Carl Ferdinand von Roemer was a prominent German botanist, geologist, and paleontologist. He is noted for his investigations of the Cretaceous rocks and fossils that were published in a treatise, Die Kreidebildungen von Texas und ihre organischen Einschlusse (1852), which also included a general account of the geology, and gained him the title of Father of the geology of Texas.
Background
Carl Ferdinand von Roemer was born on January 5, 1818, in Hildesheim, Germany. Roemer’s father was councilor of the High Court of Justice in Hildesheim; his mother was the daughter of the mayor of that city. There were also two brothers in the family, Friedrich Adolph, and Hermann, both of whom became geologists.
Education
Roemer attended secondary school in Hildesheim. He studied law at Göttingen from 1836 to 1839 and received his Ph.D. in paleontology in Berlin on May 10, 1842. He also attended lectures on the natural sciences, particularly geology and mineralogy, and developed a strong interest in them. Political difficulties prevented him from taking the final law examination, and Roemer thereupon decided to devote himself completely to a scientific career.
After Roemer completed his studies with his dissertation, written in Latin concerning the fossil species of the genus Astarte, which was published in 1843, he then went to Bonn, where he spent two years investigating the geology of the Rhenish Mountains. He incorporated his results into his first major work, Das Rheinische Übergangsgebirge, published in 1844.
In the spring of 1845, Roemer went to the United States on behalf of the Society for the Protection of German Emigrants. He spent most of his time in Texas, where he remained until April 1847. His vividly written accounts of his travels comprised a pioneering study on the physiography of Texas, together with a report on the society and culture of its inhabitants, remarks on political and economic conditions, and a short, clear description of the geology of the region.
Roemer returned to Germany in the fall of 1847 to become a Privatdozent in geology and mineralogy at the University of Bonn. In 1852 he brought out a major monograph on the fauna of the marine Cretaceous period of Texas, with an appendix on Paleozoic and Tertiary fossils; in this, as in his other works on the Cretaceous, Roemer was the first to point out the differences between the northern (boreal) and southern (Mediterranean) faunas, which he saw as an expression of climatic variation. In the same year, Roemer also published a monograph on the extinct Blastoidea, one of a series of works on Paleozoic fossils, especially echinoderms. In 1854 he returned to the Cretaceous, devoting a fundamental paper to the Cretaceous of Westphalia.
In 1855 Roemer was appointed a full professor of geology and paleontology at the University of Breslau, where he stayed for the rest of his life. Among his first works, there was his new, enlarged edition of the volume dealing with the Paleozoic in H. G. Bronn’s Lethaea geognostica, published in 1856. Roemer contributed a comprehensive survey of Paleozoic floras and faunas, with the divisions and correlations of the era throughout the world.
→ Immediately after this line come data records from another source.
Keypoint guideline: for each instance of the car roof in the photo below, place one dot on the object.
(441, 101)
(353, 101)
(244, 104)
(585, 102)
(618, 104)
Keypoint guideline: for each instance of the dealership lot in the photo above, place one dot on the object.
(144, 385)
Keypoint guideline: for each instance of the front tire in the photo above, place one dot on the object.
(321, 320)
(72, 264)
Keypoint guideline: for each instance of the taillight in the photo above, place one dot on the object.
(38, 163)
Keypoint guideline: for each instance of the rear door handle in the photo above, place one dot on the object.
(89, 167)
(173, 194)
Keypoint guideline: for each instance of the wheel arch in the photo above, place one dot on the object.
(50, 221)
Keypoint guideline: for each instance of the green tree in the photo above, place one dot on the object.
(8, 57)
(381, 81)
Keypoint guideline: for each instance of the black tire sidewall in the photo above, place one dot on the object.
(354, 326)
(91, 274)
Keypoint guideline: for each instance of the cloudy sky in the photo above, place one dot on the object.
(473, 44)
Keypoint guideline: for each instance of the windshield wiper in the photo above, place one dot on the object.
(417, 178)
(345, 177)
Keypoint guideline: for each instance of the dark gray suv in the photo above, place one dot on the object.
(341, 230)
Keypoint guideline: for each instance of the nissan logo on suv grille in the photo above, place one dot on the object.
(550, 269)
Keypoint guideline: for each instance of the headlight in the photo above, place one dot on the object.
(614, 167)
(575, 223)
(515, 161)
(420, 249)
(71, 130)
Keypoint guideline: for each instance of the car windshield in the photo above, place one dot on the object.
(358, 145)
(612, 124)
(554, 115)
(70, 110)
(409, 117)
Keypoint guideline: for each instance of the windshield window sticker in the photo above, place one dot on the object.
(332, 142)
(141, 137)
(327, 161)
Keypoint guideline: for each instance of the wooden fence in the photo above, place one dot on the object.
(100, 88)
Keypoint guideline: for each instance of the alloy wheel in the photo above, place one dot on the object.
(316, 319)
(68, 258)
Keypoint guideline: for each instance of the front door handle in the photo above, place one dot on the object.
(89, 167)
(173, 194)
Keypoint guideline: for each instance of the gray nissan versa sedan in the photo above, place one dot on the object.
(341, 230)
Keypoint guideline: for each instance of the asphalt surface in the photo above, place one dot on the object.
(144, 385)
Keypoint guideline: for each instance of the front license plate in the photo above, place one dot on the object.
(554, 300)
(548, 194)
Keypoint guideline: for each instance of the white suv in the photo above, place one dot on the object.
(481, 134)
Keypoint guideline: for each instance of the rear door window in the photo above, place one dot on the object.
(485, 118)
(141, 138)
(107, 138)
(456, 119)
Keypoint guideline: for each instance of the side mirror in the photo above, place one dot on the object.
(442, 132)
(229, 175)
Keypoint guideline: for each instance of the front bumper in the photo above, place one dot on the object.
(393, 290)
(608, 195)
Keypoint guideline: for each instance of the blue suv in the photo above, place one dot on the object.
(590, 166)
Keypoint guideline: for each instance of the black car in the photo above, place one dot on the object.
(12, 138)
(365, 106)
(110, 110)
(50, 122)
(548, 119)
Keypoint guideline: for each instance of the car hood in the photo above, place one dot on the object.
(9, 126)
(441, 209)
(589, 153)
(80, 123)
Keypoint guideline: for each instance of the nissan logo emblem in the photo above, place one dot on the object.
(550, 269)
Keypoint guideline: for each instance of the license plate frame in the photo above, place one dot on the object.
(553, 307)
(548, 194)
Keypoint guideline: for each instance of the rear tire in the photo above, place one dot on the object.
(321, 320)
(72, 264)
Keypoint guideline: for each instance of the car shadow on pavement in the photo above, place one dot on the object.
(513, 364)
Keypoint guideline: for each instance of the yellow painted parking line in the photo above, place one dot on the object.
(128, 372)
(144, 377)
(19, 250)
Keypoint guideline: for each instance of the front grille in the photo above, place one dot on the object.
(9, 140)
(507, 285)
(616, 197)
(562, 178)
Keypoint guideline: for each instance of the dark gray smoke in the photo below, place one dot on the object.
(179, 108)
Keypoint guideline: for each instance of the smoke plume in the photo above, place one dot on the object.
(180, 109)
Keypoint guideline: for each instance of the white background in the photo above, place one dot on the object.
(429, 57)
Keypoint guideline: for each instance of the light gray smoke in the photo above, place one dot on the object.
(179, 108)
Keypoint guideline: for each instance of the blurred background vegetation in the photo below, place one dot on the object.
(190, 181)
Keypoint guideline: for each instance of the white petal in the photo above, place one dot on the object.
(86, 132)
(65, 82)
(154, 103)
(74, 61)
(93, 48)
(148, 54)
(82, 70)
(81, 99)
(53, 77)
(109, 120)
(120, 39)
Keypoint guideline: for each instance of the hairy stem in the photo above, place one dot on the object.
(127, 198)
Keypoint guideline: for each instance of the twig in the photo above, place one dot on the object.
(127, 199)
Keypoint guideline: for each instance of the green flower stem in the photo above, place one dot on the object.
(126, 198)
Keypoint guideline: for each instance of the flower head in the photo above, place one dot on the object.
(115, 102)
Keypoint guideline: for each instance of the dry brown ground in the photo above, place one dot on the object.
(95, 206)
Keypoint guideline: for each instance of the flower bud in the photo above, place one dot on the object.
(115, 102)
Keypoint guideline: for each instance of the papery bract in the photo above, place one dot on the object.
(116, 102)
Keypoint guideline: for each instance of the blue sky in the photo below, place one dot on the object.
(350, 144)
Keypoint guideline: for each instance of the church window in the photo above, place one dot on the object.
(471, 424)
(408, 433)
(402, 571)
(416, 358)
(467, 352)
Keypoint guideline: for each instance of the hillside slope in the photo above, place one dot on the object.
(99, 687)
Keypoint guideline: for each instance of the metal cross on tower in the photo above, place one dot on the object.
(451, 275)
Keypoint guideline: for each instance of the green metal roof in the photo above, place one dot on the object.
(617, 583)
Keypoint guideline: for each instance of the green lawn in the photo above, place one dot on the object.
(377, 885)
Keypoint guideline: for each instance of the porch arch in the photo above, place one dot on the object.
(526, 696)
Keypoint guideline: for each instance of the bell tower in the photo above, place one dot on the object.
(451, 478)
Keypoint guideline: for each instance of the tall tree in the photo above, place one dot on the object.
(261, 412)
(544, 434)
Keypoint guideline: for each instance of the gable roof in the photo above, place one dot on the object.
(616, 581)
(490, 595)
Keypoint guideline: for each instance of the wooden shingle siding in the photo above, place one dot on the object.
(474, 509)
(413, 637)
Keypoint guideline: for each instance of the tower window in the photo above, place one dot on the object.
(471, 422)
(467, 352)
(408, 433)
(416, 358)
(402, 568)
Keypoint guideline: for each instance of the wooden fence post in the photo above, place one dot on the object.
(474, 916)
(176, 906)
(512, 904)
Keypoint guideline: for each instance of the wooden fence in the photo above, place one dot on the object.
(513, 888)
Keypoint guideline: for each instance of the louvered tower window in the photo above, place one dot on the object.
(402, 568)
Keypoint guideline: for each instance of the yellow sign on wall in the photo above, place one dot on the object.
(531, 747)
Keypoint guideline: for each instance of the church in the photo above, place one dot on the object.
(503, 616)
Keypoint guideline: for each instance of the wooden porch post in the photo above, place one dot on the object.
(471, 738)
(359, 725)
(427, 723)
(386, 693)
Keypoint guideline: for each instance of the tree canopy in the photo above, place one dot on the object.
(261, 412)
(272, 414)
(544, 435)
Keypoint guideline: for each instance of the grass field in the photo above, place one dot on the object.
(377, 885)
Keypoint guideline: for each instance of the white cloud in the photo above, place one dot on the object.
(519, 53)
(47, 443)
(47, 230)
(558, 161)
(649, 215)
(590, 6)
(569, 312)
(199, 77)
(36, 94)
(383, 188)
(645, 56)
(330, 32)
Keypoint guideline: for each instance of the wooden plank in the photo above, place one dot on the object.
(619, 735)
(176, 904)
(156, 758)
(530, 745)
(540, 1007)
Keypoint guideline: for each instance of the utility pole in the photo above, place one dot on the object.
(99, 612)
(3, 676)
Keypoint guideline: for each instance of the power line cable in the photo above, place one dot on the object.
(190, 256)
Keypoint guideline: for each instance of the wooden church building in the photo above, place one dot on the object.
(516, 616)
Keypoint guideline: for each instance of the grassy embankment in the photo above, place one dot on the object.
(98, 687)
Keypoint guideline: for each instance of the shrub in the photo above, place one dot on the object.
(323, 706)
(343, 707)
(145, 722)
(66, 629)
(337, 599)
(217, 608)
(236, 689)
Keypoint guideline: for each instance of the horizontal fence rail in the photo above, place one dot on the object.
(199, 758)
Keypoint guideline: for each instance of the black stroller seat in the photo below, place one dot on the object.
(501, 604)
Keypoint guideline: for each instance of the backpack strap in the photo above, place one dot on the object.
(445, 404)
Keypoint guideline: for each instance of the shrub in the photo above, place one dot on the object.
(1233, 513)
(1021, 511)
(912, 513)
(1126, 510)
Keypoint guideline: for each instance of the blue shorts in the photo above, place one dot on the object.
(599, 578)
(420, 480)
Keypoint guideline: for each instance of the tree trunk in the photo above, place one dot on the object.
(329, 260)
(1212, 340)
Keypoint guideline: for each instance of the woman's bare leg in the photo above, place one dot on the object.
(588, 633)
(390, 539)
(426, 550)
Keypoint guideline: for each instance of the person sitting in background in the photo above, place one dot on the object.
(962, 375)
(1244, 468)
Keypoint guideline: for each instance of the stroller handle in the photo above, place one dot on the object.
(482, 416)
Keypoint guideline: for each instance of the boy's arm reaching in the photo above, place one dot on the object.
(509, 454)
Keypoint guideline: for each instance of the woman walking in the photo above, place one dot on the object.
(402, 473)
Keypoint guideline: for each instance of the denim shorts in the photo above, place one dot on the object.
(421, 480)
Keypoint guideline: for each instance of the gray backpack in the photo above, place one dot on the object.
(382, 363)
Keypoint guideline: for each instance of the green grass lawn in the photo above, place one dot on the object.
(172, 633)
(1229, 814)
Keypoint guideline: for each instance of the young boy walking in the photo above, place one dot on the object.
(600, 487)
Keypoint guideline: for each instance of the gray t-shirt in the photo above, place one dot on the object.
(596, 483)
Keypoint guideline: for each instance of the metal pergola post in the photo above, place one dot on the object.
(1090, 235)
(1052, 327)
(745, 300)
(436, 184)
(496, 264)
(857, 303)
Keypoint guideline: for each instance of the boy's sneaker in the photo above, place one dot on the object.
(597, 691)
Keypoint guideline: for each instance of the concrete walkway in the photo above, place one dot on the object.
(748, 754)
He projected a second part, which was to comprise a systematic description of stratigraphically important fossils but did not carry it out (it was finished by Fritz Frech).
Roemer’s work is noteworthy because it constitutes the first full statement of his researches in this field and because he applied Murchison’s views on the English Paleozoic to the conditions existing in Germany. In a further, separate study (published in 1860) Roemer described the Silurian fauna of western Tennessee and compared it with European faunas of the same period.
Throughout his career in Breslau, Roemer made a series of thorough investigations of the geology and paleontology of Silesia. His research on the geology of Upper Silesia, begun in 1862, resulted in a number of geological maps and short communications. Eight years of fieldwork by Roemer and his colleagues culminated in his Geologie von Oberschlesien of 1870, a book that was for many years indispensable to the study of this area, rich in coal, iron, zinc, and lead.
During this period Roemer also successfully studied Pleistocene mammals, especially those of Silesia and Poland, and, starting in 1872, published a number of papers on the woolly rhinoceros, elasmothere, musk-ox, cave bear, and mammoth, as well as the Bovidae.
Roemer also systematically examined the boulders that the northern glaciers had transported, in moraines, to Silesia during the Pleistocene. He determined their fossil content and established that they had originated in the Baltic area, charting the course that they had followed. He published his results individually, then summed them up in his long article “Lethaea erratica,” published in 1885.
Roemer’s scientific accomplishments brought him a number of honors, among them membership in the academies of Berlin, St. Petersburg, and Munich and the Murchison Medal of the Geological Society of London.
Roemer held his membership in the academies of Berlin, St. Petersburg, and Munich and was awarded the Murchison Medal of the Geological Society of London.
Personality
Roemer traveled widely, mastered many modern languages, and was highly esteemed by his colleagues both in and out of Germany. He maintained a lifelong interest in literature and art, and was an engaging companion and witty raconteur.
Interests
linguistics, art, literature
Connections
Ferdinand von Roemer was survived by his wife, Katharina Schäfer, whom he had married in 1869.
Brother:
Friedrich Adolph von Roemer
15 April 1809 – 25 November 1869, German geologist, was born at Hildesheim, in the Kingdom of Westphalia.